Blood pressure in pregnancy
Blood pressure is one of the important parameters that can help in assessing your general health. It is the ratio of systolic pressure to diastolic pressure. Systolic pressure is the pressure that falls on the artery walls during a heartbeat. Diastolic pressure is the pressure exerted on the artery walls during rest between heartbeats.
Blood pressure categories according to values are as follows:
|Systolic pressure (mm Hg)
|Diastolic pressure (mm Hg)
|Hypotension (low blood pressure)
|Normal blood pressure
|90 to 120
|60 to 80
|Hypertension (high blood pressure)
|140 or more
|90 or more
During pregnancy, when the blood pressure is higher than 140/90 mm Hg, the woman has high blood pressure and is a cause for concern.
High blood pressure during pregnancy affects the following ways:
- Decreased blood flow to the placenta: The baby may not get enough nutrition and oxygen, which can lead to premature delivery, as the baby grows slowly or incompletely.
- Injury to other organs: Blood pressure can damage other organs such as the mother’s liver, kidneys or brain.
- Premature delivery: Pregnancy with high blood pressure is known as high risk pregnancy and in many cases, premature delivery is the only option for the well-being of the mother and baby.
- Restricted uterine growth: Blood pressure slows fetal growth and leads to low birth weight.
- Placental abruption: Preeclampsia causes the placenta to separate from the uterus, creating a life-threatening condition for both mother and baby.
- High blood pressure can sometimes lead to seizures and untreated maternal and infant death.
High blood pressure complicates pregnancy by 10-15%.
There are three types of high blood pressure in a pregnant woman:
- Gestational hypertension: This type of hypertension usually develops after the 20th week of pregnancy. The mother usually recovers 12 weeks after delivery. However, if gestational blood pressure is not controlled, it can rise and lead to premature or low birth weight babies.
- Chronic hypertension: Hypertension that develops before the 20th week of pregnancy is called chronic hypertension. This type is usually found in women with or without a history of hypertension, but it does not go away.
- Preclampsia: It is a type of chronic hypertension that causes damage to organs such as the kidneys, liver, blood or brain.
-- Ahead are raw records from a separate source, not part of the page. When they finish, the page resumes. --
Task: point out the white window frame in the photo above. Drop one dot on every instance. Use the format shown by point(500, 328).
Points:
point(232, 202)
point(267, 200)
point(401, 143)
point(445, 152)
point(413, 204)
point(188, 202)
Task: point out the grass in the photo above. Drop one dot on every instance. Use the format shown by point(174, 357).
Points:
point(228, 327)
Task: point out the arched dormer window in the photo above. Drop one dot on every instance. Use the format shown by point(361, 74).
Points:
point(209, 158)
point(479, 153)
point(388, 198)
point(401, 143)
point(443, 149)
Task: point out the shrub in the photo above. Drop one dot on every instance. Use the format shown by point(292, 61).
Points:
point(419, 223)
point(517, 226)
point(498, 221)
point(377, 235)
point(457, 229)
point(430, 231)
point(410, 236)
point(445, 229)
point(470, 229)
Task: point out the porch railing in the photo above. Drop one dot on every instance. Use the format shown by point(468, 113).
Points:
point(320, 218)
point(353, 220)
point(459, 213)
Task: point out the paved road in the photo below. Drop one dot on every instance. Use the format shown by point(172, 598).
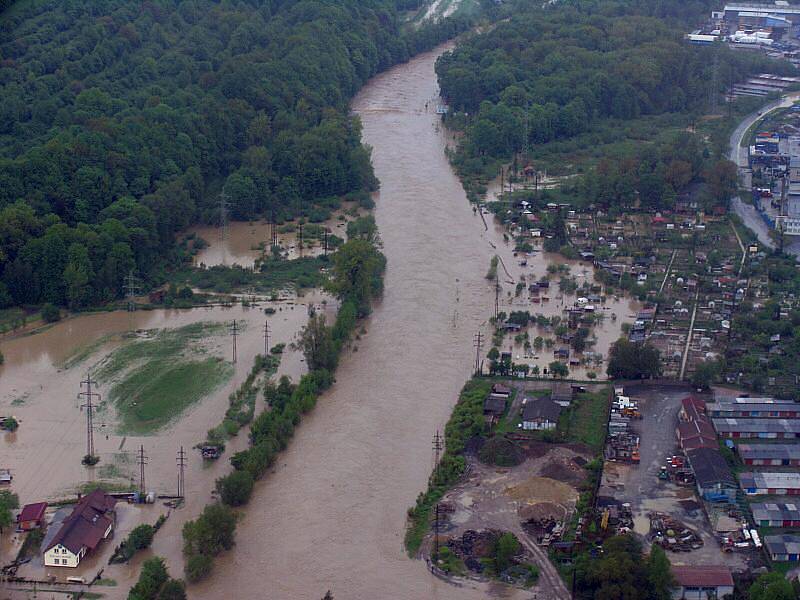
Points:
point(738, 154)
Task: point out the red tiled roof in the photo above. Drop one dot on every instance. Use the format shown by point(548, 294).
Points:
point(705, 576)
point(87, 524)
point(32, 512)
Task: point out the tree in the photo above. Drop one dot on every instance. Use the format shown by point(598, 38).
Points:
point(659, 574)
point(771, 586)
point(630, 360)
point(235, 488)
point(356, 273)
point(8, 502)
point(317, 344)
point(50, 313)
point(505, 549)
point(140, 537)
point(152, 578)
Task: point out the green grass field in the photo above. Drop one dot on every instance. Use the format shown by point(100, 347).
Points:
point(154, 380)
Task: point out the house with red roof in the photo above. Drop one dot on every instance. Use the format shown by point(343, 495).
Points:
point(701, 582)
point(31, 516)
point(91, 521)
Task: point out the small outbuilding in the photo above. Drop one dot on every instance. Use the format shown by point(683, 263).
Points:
point(31, 516)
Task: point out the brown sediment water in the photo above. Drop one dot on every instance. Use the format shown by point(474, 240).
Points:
point(333, 514)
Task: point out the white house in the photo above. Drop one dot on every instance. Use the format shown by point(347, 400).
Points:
point(91, 521)
point(540, 414)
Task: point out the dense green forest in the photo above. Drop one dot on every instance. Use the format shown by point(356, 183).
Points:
point(123, 122)
point(583, 75)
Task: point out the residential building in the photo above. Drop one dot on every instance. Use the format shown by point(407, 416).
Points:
point(773, 455)
point(774, 514)
point(769, 483)
point(701, 582)
point(91, 521)
point(758, 428)
point(782, 548)
point(31, 516)
point(540, 414)
point(712, 474)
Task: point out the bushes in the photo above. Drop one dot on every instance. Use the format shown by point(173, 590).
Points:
point(205, 537)
point(235, 488)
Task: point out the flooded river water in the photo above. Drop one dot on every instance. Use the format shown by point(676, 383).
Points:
point(332, 513)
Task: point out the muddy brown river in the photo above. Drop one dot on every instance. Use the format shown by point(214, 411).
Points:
point(333, 513)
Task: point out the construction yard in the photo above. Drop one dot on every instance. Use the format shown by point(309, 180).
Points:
point(651, 498)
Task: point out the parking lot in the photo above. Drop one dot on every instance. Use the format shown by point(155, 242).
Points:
point(640, 486)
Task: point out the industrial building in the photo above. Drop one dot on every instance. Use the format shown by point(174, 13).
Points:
point(770, 484)
point(772, 514)
point(772, 455)
point(757, 409)
point(783, 548)
point(758, 428)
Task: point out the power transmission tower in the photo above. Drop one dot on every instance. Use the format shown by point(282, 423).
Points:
point(273, 231)
point(478, 346)
point(141, 460)
point(181, 460)
point(234, 335)
point(88, 395)
point(132, 289)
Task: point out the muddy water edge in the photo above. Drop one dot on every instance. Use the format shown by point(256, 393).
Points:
point(333, 514)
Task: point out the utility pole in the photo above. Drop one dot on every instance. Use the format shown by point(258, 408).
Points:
point(88, 395)
point(496, 295)
point(181, 466)
point(223, 221)
point(234, 335)
point(132, 289)
point(141, 460)
point(478, 345)
point(300, 239)
point(438, 446)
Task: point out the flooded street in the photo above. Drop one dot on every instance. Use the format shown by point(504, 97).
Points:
point(332, 513)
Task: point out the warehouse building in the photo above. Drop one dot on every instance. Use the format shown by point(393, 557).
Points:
point(771, 484)
point(758, 428)
point(783, 548)
point(763, 410)
point(773, 514)
point(771, 455)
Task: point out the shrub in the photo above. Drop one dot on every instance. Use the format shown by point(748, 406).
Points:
point(50, 313)
point(235, 488)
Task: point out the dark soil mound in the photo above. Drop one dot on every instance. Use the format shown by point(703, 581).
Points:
point(501, 452)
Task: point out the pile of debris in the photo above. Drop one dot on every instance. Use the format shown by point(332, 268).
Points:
point(623, 447)
point(672, 535)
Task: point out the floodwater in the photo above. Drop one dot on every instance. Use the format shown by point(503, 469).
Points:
point(44, 454)
point(333, 514)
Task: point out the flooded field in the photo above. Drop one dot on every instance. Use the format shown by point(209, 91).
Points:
point(40, 382)
point(332, 513)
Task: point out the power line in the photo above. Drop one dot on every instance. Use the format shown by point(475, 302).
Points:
point(89, 396)
point(478, 343)
point(141, 460)
point(234, 335)
point(181, 460)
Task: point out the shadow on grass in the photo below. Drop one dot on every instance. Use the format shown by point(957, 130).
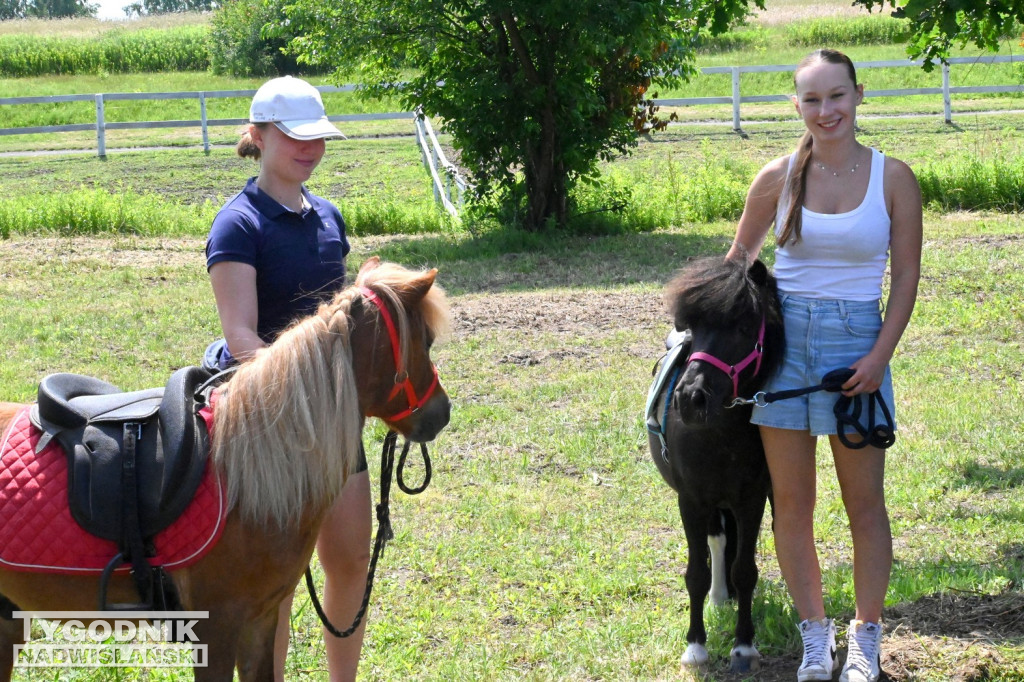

Treatment for preeclampsia is mandatory because it can be fatal to both mother and baby.
Symptoms of hypertension in pregnancy:
Symptoms of hypertension in pregnancy include:
- Puffiness on the face
- Edema of the legs and arms (swelling of the legs)
- Excess weight gain
- High blood pressure
- Frequent headaches and vomiting
- Abdominal pain
- Blurred vision
Diagnosis of hypertension in pregnancy:
Blood pressure can be detected before the start by regular antenatal check-ups.
Diagnosis is made by:
- Regular blood pressure measurement
- Frequent weight measurements
Treatment of hypertension in pregnancy:
Treating blood pressure during pregnancy is a delicate matter, Omni Geegels has the best gynecologists who have the skills to treat it. Our obstetrics and gynecology department is the best department in Vizag.
Frequent blood tests and serial ultrasound timing mode for delivery and assessment of fetal growth and place of delivery can help to treat and diagnose high blood pressure during pregnancy. Treatment methods are as follows:
- Medications: The health care provider may prescribe you a course of medication to control blood pressure. It is very important to be regular with medications. Immunotherapy with calcium and low doses of aspirin can help. Safe antihypertensive agents may be prescribed during pregnancy to control blood pressure and prevent complications for both mother and fetus.
- Lifestyle changes: Take into account blood pressure and ensure proper diet and regular exercise in daily life.